Greathouse, who is showing his work in the back room of Vox Populi this month through October, creates the what-is-it-shapes that bring to mind my son’s old Star Wars toys, except Greathouse has had the good sense to get beyond basic gray. Furthermore, the shapes have a blocky toy look–with shallow knobs and protrusions that make me think of Lego creations.
Turns out, that’s a lie. They’re unique, they’re made of wood, and then they’re painted.
So that’s what it seems the work is about–the lie of techno-perfectability; the lie of the impersonal, factory-built product; the lie in the valuation of multiples over unique things; and the lie of a rubber ducky for every tubby–the lie of the utopian consumer culture.

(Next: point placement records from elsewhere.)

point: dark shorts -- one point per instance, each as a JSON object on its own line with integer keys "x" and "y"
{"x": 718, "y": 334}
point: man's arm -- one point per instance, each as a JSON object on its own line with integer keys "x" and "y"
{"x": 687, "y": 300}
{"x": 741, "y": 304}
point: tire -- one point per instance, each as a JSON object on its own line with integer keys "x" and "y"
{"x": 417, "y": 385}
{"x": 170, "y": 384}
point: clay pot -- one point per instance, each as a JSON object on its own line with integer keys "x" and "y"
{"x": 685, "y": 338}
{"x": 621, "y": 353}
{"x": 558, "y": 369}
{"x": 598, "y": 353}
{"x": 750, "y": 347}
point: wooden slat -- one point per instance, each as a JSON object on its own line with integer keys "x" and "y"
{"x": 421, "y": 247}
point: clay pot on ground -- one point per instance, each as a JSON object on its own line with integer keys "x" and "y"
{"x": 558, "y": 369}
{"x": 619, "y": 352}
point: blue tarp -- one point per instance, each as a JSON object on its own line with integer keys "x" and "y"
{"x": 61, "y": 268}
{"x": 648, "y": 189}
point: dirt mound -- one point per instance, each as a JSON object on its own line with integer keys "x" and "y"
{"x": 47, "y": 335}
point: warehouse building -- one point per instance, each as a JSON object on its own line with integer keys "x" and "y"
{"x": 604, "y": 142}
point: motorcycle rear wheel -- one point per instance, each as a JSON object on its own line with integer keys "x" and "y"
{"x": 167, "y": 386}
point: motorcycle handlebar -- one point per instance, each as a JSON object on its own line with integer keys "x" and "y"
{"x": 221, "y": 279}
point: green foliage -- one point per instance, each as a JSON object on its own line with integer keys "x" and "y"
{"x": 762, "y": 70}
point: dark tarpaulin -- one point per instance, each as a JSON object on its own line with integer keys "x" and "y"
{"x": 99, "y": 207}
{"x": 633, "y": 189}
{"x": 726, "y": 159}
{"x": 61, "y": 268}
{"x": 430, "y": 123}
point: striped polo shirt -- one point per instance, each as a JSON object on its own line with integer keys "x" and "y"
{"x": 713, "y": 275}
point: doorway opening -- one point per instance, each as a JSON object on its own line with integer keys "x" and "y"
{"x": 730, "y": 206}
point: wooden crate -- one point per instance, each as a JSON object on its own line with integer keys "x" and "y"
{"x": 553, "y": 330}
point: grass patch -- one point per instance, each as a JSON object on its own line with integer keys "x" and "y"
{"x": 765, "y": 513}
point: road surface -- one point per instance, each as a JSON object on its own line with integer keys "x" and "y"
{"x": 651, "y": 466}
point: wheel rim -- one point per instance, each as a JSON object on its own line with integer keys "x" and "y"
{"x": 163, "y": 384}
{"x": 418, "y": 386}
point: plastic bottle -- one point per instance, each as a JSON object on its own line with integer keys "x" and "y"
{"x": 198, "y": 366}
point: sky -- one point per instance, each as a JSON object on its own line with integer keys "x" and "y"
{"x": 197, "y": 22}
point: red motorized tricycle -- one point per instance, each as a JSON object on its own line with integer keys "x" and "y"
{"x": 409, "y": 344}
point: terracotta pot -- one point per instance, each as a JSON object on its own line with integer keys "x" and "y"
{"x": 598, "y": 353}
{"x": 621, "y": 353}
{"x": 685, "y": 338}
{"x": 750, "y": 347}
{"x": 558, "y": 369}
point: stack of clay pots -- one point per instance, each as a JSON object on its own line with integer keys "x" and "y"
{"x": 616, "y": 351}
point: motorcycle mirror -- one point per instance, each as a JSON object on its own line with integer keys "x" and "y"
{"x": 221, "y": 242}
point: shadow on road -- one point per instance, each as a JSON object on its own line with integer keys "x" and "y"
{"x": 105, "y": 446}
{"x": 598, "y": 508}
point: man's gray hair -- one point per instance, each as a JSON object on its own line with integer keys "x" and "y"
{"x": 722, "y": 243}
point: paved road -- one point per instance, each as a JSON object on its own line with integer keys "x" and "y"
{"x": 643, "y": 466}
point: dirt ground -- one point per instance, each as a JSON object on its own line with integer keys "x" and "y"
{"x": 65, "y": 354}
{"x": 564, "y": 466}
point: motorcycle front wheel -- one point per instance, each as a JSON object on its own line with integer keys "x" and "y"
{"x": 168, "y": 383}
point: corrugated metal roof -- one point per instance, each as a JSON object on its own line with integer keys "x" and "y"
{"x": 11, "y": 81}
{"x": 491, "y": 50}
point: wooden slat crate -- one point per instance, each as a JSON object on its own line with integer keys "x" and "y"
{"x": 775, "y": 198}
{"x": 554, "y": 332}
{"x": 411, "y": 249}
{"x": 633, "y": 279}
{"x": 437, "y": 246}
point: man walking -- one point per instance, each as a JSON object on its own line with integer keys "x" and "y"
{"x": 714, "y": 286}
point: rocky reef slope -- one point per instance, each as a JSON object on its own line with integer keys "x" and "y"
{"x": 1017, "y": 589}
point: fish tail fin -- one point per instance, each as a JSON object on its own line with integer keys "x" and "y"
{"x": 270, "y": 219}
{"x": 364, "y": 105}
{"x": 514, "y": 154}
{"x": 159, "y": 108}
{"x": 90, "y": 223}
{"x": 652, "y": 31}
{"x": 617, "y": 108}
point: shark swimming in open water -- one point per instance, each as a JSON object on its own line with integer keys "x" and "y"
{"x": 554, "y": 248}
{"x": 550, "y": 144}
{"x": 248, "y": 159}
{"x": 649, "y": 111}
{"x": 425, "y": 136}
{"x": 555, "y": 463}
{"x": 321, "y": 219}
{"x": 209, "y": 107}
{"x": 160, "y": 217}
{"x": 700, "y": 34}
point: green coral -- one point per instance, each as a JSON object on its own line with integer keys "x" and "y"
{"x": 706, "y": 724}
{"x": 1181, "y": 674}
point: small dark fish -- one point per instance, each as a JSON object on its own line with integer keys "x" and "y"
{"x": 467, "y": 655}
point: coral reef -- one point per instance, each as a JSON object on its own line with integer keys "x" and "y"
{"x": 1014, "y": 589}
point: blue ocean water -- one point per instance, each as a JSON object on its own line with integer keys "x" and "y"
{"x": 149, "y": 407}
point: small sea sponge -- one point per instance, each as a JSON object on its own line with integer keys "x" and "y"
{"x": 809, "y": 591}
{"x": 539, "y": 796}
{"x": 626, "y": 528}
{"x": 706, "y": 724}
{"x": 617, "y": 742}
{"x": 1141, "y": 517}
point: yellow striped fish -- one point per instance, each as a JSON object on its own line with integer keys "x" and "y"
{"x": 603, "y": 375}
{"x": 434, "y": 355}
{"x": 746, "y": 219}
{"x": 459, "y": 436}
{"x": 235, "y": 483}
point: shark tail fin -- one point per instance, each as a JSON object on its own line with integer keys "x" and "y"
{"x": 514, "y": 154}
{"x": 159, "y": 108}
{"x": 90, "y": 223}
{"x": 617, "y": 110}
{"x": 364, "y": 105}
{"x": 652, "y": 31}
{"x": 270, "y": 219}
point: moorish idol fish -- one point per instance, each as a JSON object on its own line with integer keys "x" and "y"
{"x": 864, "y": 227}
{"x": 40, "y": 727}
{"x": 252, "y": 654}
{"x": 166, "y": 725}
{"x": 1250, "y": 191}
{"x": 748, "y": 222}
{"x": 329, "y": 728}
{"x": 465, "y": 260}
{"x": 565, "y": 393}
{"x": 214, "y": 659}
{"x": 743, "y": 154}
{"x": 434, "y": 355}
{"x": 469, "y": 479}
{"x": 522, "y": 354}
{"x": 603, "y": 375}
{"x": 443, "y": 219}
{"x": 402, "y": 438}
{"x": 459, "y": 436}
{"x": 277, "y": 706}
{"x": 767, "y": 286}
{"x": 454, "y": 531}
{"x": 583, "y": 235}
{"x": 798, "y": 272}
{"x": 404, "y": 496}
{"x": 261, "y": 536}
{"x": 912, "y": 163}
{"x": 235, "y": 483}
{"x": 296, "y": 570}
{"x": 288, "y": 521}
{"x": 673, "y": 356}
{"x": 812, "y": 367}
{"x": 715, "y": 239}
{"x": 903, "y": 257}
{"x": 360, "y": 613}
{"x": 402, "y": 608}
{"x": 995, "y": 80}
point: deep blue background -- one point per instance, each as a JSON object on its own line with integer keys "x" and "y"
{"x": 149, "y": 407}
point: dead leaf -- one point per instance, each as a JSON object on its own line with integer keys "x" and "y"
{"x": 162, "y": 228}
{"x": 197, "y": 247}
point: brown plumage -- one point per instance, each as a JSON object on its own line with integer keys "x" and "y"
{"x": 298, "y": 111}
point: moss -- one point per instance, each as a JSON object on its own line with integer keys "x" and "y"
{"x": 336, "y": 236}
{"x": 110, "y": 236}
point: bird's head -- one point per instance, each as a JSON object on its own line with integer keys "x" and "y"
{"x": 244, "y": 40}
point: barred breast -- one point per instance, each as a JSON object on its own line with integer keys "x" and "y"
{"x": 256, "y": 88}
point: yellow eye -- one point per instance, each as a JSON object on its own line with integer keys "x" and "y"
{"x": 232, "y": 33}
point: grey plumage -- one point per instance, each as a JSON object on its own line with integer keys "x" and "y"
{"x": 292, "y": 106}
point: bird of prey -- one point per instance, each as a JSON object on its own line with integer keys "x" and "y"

The quirkiness of the shapes is the first hint that all is not what it seems. And the cheerful toys-for-boys quality keeps the pieces from falling into a dreary didacticism (right, “There is no Comfort in the Truth”). The space station content makes me think there’s also so criticism here of intergalactic imperialism–do we really want to conquer Mars and then live there? What kind of life is that?
The pieces stand in stark contrast to the quirk-less, modern, factory-made sculptures of Donald Judd, for example (left). The questioning of Modernism and all that it implies is a big topic, and somehow Greathouse has done it with some subtlety and humor.